Al Jazeera journalist shot and killed by Israeli forces
Veteran Al Jazeera journalist Shireen Abu Akleh has been shot and killed by Israeli forces in the occupied West Bank, the Qatar-based news channel and Palestinian Health Ministry said.
Despite wearing a press vest, the 51-year-old Palestinian journalist was shot in the head as she was covering an Israeli attack on the Jenin refugee camp.
In a statement, Al Jazeera called Abu Akleh’s death a “heinous crime, through which it is intended to prevent the media from fulfilling its message" and urged the international community to hold Israel responsible.
“In a blatant murder, violating international laws and norms, the Israeli occupation forces assassinated in cold blood Al Jazeera’s correspondent in Palestine,” it said.
Another Palestinian journalist, Ali al-Samoudi, was also wounded in the attack.
"We were going to film the Israeli army operation and suddenly they shot us without asking us to leave or stop filming," he told Al Jazeera. "The first bullet hit me and the second bullet hit Shireen."
"Crime of execution"
Al-Samoudi and other journalists said there were no Palestinian fighters present when the journalists were shot.
“We were all wearing vests and helmets,” said Shatha Hanaysha, a reporter who was travelling with Abu Akleh. “We were four journalists in an exposed area.
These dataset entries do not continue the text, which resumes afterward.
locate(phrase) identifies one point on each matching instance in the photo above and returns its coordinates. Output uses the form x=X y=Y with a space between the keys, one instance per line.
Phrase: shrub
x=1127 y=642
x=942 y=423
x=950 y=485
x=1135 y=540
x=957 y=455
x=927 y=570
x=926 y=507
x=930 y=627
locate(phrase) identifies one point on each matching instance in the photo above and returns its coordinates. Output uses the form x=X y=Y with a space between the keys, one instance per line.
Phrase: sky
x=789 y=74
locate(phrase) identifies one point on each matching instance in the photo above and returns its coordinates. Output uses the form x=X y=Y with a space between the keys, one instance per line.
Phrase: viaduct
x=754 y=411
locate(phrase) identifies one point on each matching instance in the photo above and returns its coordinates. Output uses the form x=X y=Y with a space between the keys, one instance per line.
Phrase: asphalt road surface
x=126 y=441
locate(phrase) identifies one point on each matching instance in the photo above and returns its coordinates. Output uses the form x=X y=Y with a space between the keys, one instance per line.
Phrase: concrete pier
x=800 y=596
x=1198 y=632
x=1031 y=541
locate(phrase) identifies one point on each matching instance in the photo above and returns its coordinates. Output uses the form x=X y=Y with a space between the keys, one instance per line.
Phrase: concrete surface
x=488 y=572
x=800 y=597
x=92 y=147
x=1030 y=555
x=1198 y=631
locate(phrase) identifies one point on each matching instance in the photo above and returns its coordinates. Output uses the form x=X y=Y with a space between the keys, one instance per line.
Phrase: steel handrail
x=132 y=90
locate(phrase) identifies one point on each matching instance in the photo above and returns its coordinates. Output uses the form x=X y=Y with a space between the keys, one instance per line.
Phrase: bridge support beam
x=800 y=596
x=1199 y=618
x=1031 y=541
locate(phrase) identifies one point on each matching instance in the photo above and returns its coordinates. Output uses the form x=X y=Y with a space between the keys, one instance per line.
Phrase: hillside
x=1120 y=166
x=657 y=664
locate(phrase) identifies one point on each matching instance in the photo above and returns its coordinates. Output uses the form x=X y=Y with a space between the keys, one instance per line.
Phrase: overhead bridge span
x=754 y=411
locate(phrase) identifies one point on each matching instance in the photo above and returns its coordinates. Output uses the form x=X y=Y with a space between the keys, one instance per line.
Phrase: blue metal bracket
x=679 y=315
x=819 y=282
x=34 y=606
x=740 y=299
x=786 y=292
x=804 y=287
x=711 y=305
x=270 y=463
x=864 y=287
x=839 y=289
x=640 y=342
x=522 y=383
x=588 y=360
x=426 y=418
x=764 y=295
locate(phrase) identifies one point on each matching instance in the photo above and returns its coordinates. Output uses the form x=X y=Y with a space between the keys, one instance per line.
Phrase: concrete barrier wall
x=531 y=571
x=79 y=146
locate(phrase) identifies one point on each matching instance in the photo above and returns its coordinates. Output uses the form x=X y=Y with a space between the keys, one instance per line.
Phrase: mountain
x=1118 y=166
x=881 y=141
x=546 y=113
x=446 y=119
There were no confrontations or shots being fired by Palestinian fighters.”
The Palestinian Authority denounced Abu Akleh’s killing as a “crime of execution”.
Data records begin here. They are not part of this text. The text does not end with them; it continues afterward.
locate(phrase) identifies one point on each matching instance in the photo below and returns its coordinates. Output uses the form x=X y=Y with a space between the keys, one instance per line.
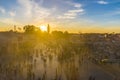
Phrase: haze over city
x=72 y=15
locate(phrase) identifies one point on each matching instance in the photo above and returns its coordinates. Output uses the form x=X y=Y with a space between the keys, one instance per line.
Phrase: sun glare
x=43 y=28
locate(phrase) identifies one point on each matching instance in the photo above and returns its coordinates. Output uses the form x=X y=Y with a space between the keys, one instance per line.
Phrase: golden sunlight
x=43 y=28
“The presidency holds the Israeli government fully responsible for this heinous crime,” it said in a statement.
An Israeli military statement confirmed it conducted an operation in Jenin refugee camp but said it did not target journalists. The military quickly backtracked on its earlier apparent misleading claims of who may have been responsible, which went against actual eyewitness accounts, and said it will investigate the incident.
Giles Trendle, Al Jazeera’s managing director, said that “Killing journalists… is a war crime” and reminded how Al Jazeera and other media organisations had their building bombed a year ago.
Qatar’s deputy foreign minister Lolwah Alkhater condemned the killing and called for the "state-sponsored Israeli terrorism" to stop. Al Jazzera is based in Qatar.
Tom Nides, the US ambassador to Israel, confirmed Abu Akleh was a US citizen and called for a thorough investigation.
Meanwhile, the International Federation of Journalists said it was another example of "journalists, wearing press vests, clearly identified were targeted by Israeli snipers." They said they will submit the case to the International Criminal Court.
Tributes pour in
The veteran journalist, who was a Christian, was born in Jerusalem in 1971. After graduating from journalism school, she returned to Palestine to work for several media outlets, joining Al Jazeera in 1997.
Thousands of people gathered to pay respects as her body arrived in the occupied West Bank city of Ramallah. And tributes have poured in since her death was announced.
Violence has surged in the West Bank in recent weeks as Israeli forces stepped up their assault on the Jenin refugee camp, which has left at least 26 Palestinians dead.
Attacks on al-Aqsa mosque over the last month has further heightened tensions, while in occupied East Jerusalem Palestinians continue to see their homes be razed by the Israeli military.